Themes of “Man and Superman”
The themes of Man and Superman by George Bernard Shaw are:
The conflict between man and Woman
Shaw believed that men and women are fundamentally different creatures, with different goals and desires. In ‘Man and Superman’, this conflict is embodied in the characters of John Tanner and Ann Whitefield. Tanner is a brilliant but impractical idealist, while Ann is a ruthless social climber. Their relationship is a battle of wills, with each trying to manipulate the other to get what they want.
The Nature of the Superman
Superman is Shaw’s ideal of a human being, someone who is intellectually and morally superior to the rest of humanity. Superman is someone who has achieved self-mastery to their own values, regardless of what society expects of them.
The importance of free will
Shaw believed that humans have the power to choose their own destiny. In ‘Man and Superman’, this is represented by the Character of Don Juan. Don Juan is a legendary womanizer who has rejected the conventions of society. He believes that humans should live life to the fullest and experience everything that it has to offer.
The Role of Women in Society
Shaw was a strong advocate for women’s rights. In Man and Superman, he challenges the traditional view of women as being inferior to men. He argues that women are just as capable, as men of intellectual and moral leadership.
The Importance of Education
Shaw believed that education was essential for the improvement of the human race. In Man and Superman, he argues that education should be used to teach people how to think for themselves and question authority.
Analysis & Summary of the Play
The play starts with a dedication, in the form of a letter, addressed to Arthur Bingham Walkley, Shaw’s friend, who according to the letter had once asked Shaw why he did not write a ‘Don Juan’ play.
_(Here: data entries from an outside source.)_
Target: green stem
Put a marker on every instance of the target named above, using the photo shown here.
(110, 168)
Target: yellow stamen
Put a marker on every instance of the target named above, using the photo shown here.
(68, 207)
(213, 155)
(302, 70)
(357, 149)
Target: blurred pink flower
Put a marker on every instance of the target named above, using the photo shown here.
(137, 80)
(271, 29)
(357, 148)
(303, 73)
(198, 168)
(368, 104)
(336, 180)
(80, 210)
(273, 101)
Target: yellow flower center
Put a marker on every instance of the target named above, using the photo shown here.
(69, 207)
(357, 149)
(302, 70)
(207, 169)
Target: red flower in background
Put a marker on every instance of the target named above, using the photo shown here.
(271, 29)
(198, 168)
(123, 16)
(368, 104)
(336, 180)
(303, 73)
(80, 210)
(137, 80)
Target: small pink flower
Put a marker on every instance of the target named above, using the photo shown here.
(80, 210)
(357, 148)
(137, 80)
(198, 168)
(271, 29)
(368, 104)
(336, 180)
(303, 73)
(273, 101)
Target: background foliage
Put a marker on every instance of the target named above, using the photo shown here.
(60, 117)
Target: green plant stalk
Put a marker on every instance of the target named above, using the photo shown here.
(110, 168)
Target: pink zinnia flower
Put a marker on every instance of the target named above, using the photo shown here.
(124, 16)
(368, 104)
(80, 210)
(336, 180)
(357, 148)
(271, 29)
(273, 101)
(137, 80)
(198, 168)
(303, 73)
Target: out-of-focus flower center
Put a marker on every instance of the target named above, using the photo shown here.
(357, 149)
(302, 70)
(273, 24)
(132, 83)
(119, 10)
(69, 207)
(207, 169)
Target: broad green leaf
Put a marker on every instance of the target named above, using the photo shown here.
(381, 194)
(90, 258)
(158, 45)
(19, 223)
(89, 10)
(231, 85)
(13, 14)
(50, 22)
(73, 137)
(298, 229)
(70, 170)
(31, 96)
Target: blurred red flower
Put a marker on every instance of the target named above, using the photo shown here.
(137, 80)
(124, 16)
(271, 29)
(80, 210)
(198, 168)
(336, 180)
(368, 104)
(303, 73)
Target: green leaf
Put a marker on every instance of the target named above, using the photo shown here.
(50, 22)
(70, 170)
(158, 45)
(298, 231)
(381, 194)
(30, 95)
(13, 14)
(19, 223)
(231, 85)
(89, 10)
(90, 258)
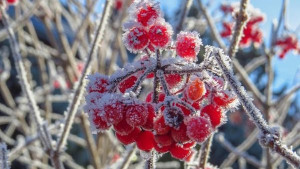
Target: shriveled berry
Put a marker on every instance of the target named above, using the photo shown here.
(136, 39)
(179, 135)
(160, 126)
(179, 152)
(188, 45)
(173, 117)
(214, 114)
(145, 140)
(160, 34)
(164, 140)
(130, 138)
(136, 114)
(195, 90)
(173, 79)
(198, 128)
(127, 83)
(123, 128)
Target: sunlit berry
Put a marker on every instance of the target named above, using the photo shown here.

The play is an example of a comedy of manners that explores the themes of love, marriage, and the nature of “Superman”. The play is divided into four acts. The first three acts are set in the real world, and they follow the story of John Tanner, a womanizing, philosopher and who is determined to marry him. The fourth act is set in Hell and it takes the form of a dream that Tanner has.
When a man named Mr. Whitefield dies, he entrusts the guardianship of his daughter, Ann to two men; the revolutionary young ‘Jack Tanner’ and the stodgy rich ‘Roebuck Ramsden’. Jack, a sworn bachelor, has chosen to devote his life to philosophical pursuits. Meanwhile, Octavius Robinson, who was like a Son to Mr. Whitefield, becomes infatuated with Ann and determined to marry her, unaware that Ann is truly in love with Jack.
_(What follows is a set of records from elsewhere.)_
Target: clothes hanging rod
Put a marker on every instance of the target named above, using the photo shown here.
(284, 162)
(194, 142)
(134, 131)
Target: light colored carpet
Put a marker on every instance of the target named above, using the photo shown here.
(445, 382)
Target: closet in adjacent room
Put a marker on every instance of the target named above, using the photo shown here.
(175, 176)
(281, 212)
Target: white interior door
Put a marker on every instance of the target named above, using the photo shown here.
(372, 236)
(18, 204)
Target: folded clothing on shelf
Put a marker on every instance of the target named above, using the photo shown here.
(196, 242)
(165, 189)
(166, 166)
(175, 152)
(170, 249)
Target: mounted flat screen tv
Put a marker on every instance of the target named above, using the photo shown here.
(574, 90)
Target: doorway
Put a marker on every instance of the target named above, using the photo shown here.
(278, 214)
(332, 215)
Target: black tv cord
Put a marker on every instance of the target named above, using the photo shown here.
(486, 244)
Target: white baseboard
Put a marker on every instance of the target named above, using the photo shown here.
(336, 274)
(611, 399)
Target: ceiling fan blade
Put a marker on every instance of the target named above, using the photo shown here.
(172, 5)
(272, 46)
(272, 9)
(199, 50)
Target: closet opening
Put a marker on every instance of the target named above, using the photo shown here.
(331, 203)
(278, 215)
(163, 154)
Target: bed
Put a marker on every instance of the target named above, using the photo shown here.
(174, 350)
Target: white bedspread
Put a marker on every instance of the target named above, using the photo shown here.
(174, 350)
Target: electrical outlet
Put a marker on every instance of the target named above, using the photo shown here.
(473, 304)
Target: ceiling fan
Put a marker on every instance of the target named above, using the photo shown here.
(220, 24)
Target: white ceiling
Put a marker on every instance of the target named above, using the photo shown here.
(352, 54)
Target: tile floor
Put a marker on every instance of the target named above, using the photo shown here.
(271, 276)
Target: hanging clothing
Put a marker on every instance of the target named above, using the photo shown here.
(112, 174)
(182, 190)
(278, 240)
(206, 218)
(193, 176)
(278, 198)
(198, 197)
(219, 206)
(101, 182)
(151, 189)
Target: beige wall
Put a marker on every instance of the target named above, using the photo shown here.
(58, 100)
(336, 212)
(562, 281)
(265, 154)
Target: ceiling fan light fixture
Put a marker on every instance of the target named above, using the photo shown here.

In the first three acts, Shaw explores the conflict between Tanner’s intellectual idealism and Ann’s biological determinism. Tanner believes that humans are capable of great things but he also believes that they are often held back by their animal instincts.
In the fourth act, Tanner’s dream takes him on a journey through Hell, where he meets a variety of Characters who are human nature. These characters include ‘Don Juan’ a symbol of the life force, ‘Dona Ana’, a symbol of the intellect, and the Devil, a symbol of evil.
The dream helps Tanner to understand the true nature of the conflict between himself and Ann. He realizes that he cannot escape his biological instincts, but he also realizes that he can use his intellect to control them. The play ends with Tanner and Ann agreeing to marry, but on the condition that they will remain free individuals.
Thus, through the play, Shaw explores the complex relationship between men, women, and the Life force. Some critics have seen it as a pessimistic view of marriage, suggesting that it is a trap that prevents men from achieving their full potential. Others have seen it as an optimistic view, suggesting that marriage can be a positive force for good if it is based on mutual understanding and respect.